Residents falling victim to IRS scam

March 12, 2014

By Administrator

New: March 12, 12:23 p.m.

Sammamish police are warning residents to beware of a scam where someone calls and says they are collecting back taxes. The scam often seems to target people of Indian or Pakistani descent.

The scam has become common in the city, registering multiple instances of it in just the past week, said Sgt. Tony Garza of the Sammamish Police Department.

Typically, the caller, who is often described as having an Indian accent, calls and tells the person that he is with the Internal Revenue Service. Sometimes, they might say they are with some other government agency.

Often, the caller makes up an official sounding name for an agency that doesn’t really exist, said Sammamish police Det. Bill Albright.

The caller will say that someone is on the way to arrest the person, or someone in their household, because they owe back taxes. They will direct the person to purchase money packs or wire the money in some fashion.

Some people have been taken for thousands of dollars through this scam. Albright said he’s heard of scammers taking in $150,000 in a day.
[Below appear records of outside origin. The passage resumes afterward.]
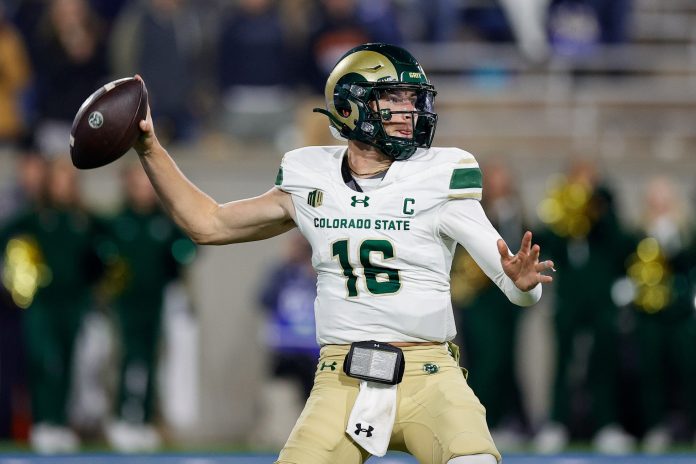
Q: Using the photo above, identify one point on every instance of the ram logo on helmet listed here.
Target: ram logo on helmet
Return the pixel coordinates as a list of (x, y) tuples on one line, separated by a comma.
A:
[(358, 116)]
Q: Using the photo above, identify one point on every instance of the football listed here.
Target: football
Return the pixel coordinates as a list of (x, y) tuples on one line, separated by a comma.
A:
[(107, 124)]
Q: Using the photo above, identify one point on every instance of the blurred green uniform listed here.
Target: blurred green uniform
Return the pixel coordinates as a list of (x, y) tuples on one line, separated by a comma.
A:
[(587, 267), (665, 341), (146, 252), (488, 323), (67, 264)]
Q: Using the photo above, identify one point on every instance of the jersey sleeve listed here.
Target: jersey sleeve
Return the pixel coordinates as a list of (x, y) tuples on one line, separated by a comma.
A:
[(465, 180), (295, 171), (466, 222)]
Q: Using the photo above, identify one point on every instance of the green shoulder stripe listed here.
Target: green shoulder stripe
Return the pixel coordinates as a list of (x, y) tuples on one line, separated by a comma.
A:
[(466, 178)]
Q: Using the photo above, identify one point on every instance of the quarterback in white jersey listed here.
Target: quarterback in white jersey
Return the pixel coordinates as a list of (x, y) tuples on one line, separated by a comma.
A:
[(383, 256), (383, 215)]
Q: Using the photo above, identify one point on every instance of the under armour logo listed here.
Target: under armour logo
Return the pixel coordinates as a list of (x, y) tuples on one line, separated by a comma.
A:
[(331, 366), (95, 120), (368, 430), (357, 200)]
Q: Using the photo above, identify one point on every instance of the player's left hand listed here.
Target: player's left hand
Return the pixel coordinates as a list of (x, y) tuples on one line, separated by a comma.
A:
[(524, 268)]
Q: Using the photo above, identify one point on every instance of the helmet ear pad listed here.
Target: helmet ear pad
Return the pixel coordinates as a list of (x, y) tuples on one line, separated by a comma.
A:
[(344, 94)]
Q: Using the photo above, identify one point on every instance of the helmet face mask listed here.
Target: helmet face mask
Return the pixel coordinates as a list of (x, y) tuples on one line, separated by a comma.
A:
[(376, 87)]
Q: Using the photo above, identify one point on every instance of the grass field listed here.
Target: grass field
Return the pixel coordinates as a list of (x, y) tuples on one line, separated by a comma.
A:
[(243, 458)]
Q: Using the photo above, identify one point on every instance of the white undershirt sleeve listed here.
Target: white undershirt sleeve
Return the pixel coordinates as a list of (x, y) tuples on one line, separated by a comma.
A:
[(465, 222)]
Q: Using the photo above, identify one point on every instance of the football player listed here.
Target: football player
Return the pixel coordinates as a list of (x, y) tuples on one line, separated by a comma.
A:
[(383, 216)]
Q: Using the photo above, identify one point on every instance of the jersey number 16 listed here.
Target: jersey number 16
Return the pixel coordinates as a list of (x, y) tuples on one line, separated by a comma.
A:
[(379, 280)]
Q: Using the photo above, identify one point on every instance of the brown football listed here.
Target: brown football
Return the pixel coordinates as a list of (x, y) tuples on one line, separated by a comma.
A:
[(107, 124)]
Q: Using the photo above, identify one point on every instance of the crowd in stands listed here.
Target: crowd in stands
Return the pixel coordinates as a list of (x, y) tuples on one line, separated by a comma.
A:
[(199, 58)]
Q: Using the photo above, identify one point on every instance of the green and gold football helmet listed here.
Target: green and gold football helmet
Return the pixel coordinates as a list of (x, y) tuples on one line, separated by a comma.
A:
[(359, 78)]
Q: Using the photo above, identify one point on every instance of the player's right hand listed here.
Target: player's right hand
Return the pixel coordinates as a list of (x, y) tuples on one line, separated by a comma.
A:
[(147, 139)]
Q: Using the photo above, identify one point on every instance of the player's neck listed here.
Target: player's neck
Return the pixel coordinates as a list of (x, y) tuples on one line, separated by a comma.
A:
[(365, 160)]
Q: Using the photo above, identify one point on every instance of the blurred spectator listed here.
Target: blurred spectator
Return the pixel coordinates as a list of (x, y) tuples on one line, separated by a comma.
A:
[(251, 49), (21, 196), (665, 324), (288, 295), (576, 27), (589, 248), (15, 73), (433, 21), (50, 272), (160, 39), (337, 27), (70, 64), (147, 253), (488, 321), (256, 65), (528, 23)]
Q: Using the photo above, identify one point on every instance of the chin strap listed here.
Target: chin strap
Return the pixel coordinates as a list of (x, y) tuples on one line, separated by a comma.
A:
[(344, 129), (474, 459)]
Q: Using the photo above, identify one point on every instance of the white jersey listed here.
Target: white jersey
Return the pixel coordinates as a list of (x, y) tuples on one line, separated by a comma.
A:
[(383, 257)]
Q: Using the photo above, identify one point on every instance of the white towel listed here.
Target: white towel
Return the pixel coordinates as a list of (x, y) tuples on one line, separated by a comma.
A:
[(372, 418)]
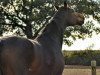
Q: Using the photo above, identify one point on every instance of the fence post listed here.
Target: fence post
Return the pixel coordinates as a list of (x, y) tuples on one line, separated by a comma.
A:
[(93, 67)]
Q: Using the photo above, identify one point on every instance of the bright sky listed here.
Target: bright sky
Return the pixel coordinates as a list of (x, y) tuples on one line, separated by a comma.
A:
[(80, 44)]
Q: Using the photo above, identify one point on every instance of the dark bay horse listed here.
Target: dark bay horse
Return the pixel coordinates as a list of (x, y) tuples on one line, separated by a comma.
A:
[(41, 56)]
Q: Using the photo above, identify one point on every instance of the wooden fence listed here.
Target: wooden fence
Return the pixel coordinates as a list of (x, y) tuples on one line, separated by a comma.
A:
[(82, 70)]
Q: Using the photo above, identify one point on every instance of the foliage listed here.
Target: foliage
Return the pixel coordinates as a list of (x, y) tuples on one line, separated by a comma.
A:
[(81, 57), (28, 17)]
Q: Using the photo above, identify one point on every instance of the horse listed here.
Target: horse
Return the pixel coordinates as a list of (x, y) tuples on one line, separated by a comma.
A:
[(43, 55)]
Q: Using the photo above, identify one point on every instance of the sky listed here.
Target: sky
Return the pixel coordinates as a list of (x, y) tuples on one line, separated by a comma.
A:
[(80, 44)]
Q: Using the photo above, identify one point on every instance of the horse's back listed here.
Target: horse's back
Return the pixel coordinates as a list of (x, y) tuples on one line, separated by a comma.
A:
[(16, 55)]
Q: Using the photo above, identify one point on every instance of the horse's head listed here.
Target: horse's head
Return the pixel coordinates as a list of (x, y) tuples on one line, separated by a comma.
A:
[(72, 17)]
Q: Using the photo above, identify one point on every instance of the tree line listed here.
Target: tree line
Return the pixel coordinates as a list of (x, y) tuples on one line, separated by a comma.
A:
[(81, 57), (28, 17)]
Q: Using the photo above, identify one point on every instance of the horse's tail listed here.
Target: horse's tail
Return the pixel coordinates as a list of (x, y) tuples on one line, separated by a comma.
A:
[(1, 47)]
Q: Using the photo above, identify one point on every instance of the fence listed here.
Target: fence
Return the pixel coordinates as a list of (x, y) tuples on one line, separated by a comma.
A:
[(82, 70)]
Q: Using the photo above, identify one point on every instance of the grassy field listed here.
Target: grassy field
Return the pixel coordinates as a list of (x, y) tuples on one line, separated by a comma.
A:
[(79, 70)]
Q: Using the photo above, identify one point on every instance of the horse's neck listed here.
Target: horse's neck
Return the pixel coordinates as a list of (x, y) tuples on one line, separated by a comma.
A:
[(53, 32)]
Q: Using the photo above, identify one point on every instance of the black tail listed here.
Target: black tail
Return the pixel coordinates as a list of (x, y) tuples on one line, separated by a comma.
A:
[(1, 46)]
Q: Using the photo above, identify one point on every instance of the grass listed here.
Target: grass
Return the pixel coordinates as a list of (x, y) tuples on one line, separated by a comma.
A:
[(79, 70)]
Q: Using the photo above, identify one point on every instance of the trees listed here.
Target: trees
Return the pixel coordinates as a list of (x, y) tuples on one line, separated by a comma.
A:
[(28, 17)]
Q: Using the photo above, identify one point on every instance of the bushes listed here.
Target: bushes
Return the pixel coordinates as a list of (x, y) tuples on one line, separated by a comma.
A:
[(81, 57)]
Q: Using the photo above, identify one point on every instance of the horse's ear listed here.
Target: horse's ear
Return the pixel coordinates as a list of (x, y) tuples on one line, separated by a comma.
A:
[(57, 7), (65, 4)]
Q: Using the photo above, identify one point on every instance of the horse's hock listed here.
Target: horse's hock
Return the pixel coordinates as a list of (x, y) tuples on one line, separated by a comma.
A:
[(41, 56)]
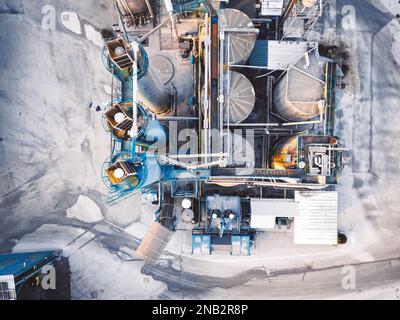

People who get the call should not be fooled.

“No. 1, the IRS does not have powers of arrest,” Albright said. “They’re not going to send the FBI.”

Also, the IRS does not accept things like money packs or gift cards from stores as payment. People who do owe back taxes may see their wages garnished, but they won’t be expected to wire money to anyone, Albright said.

The cases are extremely difficult for police to investigate, so those who lose money are not likely to get it back.

Police can’t simply run down the number which called because it is extremely easy to fool caller ID systems and route a phone call through a different number than the one actually calling, Garza explained.

“One routed the number through a state senator’s office in Olympia,” he said.

The location to which the money is wired is also suspect, Albright said. He noted that once someone has the necessary numbers, they can pick up the funds anywhere in the world, not just the location to which it was sent. Even if police know where the money was picked up, there may be nothing they can do.

“A lot of them could be in a third-world country,” Albright said.